With the PIMPL idiom, if the internal implementation details of the IMPL class changes, the clients do not have to be rebuilt. Any change in the interface of the IMPL (and hence header file) class obviously would require the PIMPL class to change.
BTW,
In the code shown, there is a strong coupling between IMPL and PIMPL. So any change in class implementation of IMPL also would cause a need to rebuild.

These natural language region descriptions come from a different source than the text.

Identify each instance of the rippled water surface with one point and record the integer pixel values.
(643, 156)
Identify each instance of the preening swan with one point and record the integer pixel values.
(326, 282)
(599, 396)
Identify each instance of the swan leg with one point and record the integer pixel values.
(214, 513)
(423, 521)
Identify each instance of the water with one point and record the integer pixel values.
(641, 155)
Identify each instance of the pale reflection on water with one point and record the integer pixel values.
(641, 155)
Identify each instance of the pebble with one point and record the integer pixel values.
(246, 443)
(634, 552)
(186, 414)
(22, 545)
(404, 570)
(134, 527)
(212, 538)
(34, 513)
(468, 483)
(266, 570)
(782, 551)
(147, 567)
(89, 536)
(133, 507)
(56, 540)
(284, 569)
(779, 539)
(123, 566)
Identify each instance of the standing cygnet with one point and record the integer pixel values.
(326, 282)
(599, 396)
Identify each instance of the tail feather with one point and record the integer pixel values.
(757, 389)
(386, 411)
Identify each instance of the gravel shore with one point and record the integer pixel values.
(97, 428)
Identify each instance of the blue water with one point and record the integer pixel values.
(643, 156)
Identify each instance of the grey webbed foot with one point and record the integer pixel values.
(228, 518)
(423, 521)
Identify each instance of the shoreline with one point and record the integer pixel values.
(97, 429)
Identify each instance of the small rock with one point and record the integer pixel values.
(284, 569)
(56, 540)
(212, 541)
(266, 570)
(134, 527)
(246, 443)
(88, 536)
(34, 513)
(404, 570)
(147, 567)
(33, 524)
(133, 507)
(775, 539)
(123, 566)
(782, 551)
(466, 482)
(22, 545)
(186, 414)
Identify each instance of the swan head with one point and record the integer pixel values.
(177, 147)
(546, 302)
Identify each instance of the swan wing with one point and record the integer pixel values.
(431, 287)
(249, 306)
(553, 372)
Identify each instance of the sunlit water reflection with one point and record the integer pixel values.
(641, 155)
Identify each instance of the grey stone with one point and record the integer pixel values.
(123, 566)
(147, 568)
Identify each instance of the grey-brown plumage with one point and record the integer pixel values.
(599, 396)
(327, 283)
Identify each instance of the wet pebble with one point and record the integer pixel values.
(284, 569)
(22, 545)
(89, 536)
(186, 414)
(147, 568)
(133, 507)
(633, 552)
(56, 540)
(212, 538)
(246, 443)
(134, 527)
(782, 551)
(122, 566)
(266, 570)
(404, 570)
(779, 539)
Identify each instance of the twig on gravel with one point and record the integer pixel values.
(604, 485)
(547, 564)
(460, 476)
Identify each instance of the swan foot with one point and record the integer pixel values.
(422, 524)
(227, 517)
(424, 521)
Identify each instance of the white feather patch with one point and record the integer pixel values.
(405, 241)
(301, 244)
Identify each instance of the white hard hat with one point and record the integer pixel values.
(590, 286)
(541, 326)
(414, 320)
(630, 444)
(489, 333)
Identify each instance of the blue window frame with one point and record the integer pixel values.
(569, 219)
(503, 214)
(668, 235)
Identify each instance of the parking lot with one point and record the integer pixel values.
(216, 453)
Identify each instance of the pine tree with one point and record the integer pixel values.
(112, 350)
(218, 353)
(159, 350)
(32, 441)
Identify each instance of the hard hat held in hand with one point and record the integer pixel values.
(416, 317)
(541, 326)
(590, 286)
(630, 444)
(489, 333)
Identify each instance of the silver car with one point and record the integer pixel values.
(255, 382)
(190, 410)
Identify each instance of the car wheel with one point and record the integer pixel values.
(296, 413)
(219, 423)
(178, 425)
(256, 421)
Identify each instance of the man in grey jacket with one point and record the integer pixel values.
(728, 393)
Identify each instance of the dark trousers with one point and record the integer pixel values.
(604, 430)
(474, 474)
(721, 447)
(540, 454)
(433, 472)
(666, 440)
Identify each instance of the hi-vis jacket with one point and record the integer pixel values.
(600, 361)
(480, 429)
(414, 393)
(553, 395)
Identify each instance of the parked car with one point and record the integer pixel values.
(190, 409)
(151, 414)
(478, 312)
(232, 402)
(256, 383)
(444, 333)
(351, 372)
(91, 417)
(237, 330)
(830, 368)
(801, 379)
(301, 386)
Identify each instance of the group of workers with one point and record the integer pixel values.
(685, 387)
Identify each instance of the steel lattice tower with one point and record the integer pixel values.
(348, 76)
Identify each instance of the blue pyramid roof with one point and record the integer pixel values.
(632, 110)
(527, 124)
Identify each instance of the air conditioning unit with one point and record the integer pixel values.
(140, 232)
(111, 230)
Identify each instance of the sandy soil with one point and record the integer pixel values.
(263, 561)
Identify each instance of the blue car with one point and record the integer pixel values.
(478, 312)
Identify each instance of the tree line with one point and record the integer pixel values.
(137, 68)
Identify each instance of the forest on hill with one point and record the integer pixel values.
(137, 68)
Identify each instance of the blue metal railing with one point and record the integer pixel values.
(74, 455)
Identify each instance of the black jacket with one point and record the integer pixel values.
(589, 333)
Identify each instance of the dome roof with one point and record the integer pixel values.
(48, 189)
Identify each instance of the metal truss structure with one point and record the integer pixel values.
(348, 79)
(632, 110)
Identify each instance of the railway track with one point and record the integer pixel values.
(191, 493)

Consider something more realistic and the benefits become more notable. Most of the time that I have used this for compiler firewalling and implementation hiding, I define the implementation class within the same compilation unit that visible class is in. In your example, I wouldn't have Impl.h or Impl.cpp and Pimpl.cpp would look something like:
#include <iostream>
#include <boost/thread.hpp>
class Impl {
public:
Impl(): data(0) {}
void setData(int d) {
boost::lock_guard l(lock);
data = d;
}
int getData() {
boost::lock_guard l(lock);
return data;
}
void doSomething() {
int d = getData();
std::cout << getData() << std::endl;
}
private:
int data;
boost::mutex lock;
};
Pimpl::Pimpl(): pimpl(new Impl) {
}
void Pimpl::doSomething() {
pimpl->doSomething();
}
Now no one needs to know about our dependency on boost. This gets more powerful when mixed together with policies. Details like threading policies (e.g., single vs multi) can be hidden by using variant implementations of Impl behind the scenes. Also notice that there are a number of additional methods available in Impl that aren't exposed. This also makes this technique good for layering your implementation.

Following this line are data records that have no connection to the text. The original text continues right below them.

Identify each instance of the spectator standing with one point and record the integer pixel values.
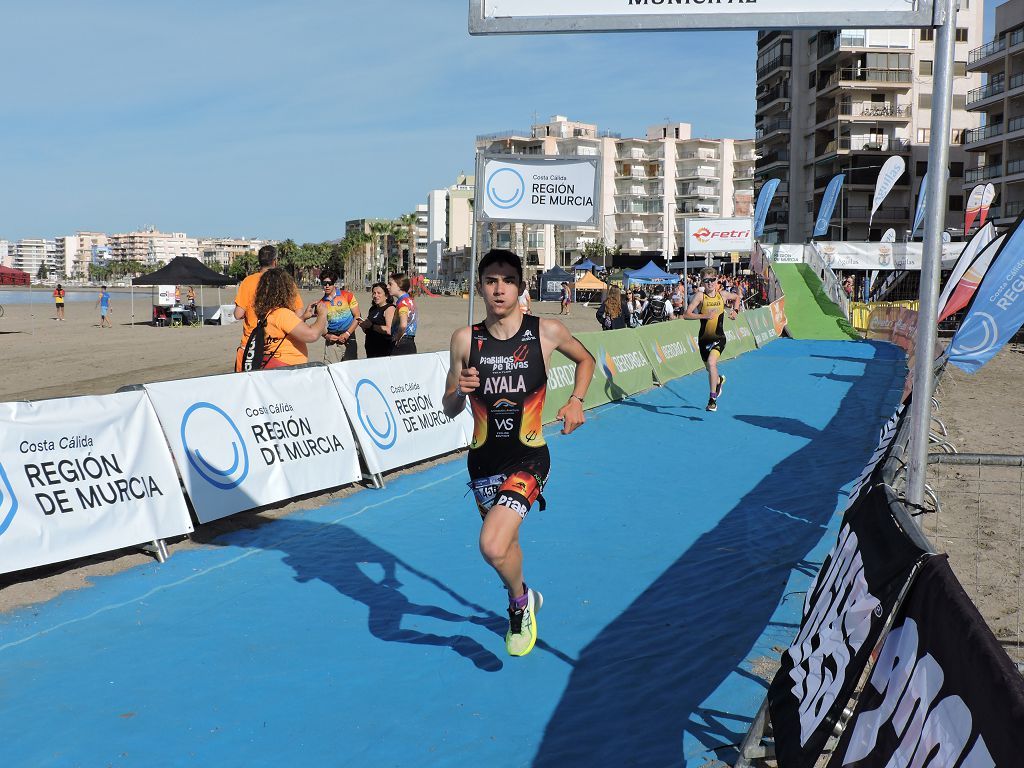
(658, 308)
(377, 325)
(342, 320)
(285, 336)
(524, 302)
(103, 302)
(245, 299)
(58, 297)
(612, 314)
(403, 326)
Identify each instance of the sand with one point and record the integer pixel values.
(45, 358)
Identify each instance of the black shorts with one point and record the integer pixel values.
(707, 347)
(517, 485)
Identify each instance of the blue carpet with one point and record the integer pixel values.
(369, 632)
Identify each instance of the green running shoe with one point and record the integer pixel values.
(521, 636)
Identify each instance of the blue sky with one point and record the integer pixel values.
(284, 120)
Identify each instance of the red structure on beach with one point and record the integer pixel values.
(9, 276)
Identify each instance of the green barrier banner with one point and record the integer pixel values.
(671, 348)
(622, 370)
(761, 324)
(739, 339)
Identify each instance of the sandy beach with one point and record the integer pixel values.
(44, 358)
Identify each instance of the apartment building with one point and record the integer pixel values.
(31, 254)
(844, 101)
(996, 147)
(152, 247)
(450, 226)
(418, 250)
(77, 252)
(649, 186)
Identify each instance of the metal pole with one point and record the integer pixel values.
(938, 159)
(472, 258)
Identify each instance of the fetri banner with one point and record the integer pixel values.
(540, 189)
(84, 475)
(710, 236)
(244, 440)
(395, 408)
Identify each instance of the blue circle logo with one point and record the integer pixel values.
(226, 461)
(8, 502)
(373, 410)
(506, 187)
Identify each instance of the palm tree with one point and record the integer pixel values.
(408, 221)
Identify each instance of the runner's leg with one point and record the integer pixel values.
(500, 547)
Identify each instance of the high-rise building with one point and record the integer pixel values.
(418, 250)
(996, 147)
(649, 186)
(844, 101)
(31, 254)
(220, 252)
(152, 247)
(76, 252)
(450, 225)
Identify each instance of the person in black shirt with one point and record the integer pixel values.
(377, 324)
(500, 366)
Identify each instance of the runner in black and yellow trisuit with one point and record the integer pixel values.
(501, 366)
(709, 307)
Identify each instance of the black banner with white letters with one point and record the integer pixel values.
(844, 612)
(943, 692)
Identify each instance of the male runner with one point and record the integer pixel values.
(501, 366)
(712, 315)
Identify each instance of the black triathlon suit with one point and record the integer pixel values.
(508, 458)
(712, 336)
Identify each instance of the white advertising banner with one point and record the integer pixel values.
(784, 253)
(841, 255)
(395, 407)
(244, 440)
(84, 475)
(556, 189)
(709, 236)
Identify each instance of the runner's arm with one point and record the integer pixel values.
(570, 415)
(691, 312)
(462, 380)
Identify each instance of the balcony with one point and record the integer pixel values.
(979, 134)
(770, 127)
(986, 50)
(994, 88)
(885, 213)
(856, 76)
(769, 95)
(776, 64)
(980, 174)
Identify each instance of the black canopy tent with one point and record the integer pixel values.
(182, 270)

In your example, you can change the implementation of data without having to recompile the clients. This would not be the case without the PImpl intermediary. Likewise, you could change the signature or name of Imlp::DoSomething (to a point), and the clients wouldn't have to know.

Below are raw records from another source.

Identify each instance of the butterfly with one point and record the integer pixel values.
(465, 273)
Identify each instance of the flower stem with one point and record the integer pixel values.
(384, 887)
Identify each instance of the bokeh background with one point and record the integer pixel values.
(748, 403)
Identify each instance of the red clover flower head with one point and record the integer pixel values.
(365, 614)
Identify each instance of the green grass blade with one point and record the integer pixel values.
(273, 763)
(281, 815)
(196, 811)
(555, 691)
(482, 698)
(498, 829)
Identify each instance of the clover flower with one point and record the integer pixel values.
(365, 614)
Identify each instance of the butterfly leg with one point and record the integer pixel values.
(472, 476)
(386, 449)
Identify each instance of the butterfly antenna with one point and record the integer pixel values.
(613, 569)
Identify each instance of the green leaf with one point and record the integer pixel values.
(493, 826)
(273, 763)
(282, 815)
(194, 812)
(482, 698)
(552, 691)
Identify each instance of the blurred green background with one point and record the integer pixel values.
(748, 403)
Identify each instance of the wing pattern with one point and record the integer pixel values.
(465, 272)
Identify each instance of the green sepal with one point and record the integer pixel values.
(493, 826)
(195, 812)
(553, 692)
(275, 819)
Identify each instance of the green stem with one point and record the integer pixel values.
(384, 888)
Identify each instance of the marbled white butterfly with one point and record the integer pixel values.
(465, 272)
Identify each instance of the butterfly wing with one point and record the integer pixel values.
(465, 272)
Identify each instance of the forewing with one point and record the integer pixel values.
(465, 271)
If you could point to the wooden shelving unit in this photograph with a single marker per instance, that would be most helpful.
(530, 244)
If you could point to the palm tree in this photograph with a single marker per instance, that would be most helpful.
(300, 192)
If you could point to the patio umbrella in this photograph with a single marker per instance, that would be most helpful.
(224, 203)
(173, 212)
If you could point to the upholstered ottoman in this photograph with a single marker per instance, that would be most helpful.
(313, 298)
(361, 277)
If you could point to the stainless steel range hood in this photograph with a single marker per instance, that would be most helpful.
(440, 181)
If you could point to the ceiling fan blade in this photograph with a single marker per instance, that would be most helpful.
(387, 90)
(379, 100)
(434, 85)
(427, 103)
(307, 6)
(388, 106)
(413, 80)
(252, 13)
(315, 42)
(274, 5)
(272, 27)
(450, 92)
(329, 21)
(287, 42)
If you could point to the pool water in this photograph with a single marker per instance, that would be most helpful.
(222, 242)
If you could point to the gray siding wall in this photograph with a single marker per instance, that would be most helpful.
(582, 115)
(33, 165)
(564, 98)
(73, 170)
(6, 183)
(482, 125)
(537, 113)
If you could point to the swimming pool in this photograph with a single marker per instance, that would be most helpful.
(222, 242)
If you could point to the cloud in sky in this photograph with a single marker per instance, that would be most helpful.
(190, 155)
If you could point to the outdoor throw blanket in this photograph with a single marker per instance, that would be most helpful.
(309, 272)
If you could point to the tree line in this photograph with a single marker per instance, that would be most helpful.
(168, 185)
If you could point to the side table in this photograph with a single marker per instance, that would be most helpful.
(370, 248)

In general, anything that can be declared private (the default) or protected in Impl can be changed without recompiling the clients.
In non-Pimpl class headers the .hpp file defines the public and private components of your class all in one big bucket.
Privates are closely coupled to your implementation, so this means your .hpp file really can give away a lot about your internal implementation.
Consider something like the threading library you choose to use privately inside the class. Without using Pimpl, the threading classes and types might be encountered as private members or parameters on private methods. Ok, a thread library might be a bad example but you get the idea: The private parts of your class definition should be hidden away from those who include your header.
That's where Pimpl comes in. Since the public class header no longer defines the "private parts" but instead has a Pointer to Implementation, your private world remains hidden from logic which "#include"s your public class header.
When you change your private methods (the implementation), you are changing the stuff hidden beneath the Pimpl and therefore clients of your class don't need to recompile because from their perspective nothing has changed: They no longer see the private implementation members.
http://www.gotw.ca/gotw/028.htm
Not all classes benefit from p-impl. Your example has only primitive types in its internal state which explains why there's no obvious benefit.
If any of the members had complex types declared in another header, you can see that p-impl moves the inclusion of that header from your class's public header to the implementation file, since you form a raw pointer to an incomplete type (but not an embedded field nor a smart pointer). You could just use raw pointers to all your member variables individually, but using a single pointer to all the state makes memory management easier and improves data locality (well, there's not much locality if all those types use p-impl in turn).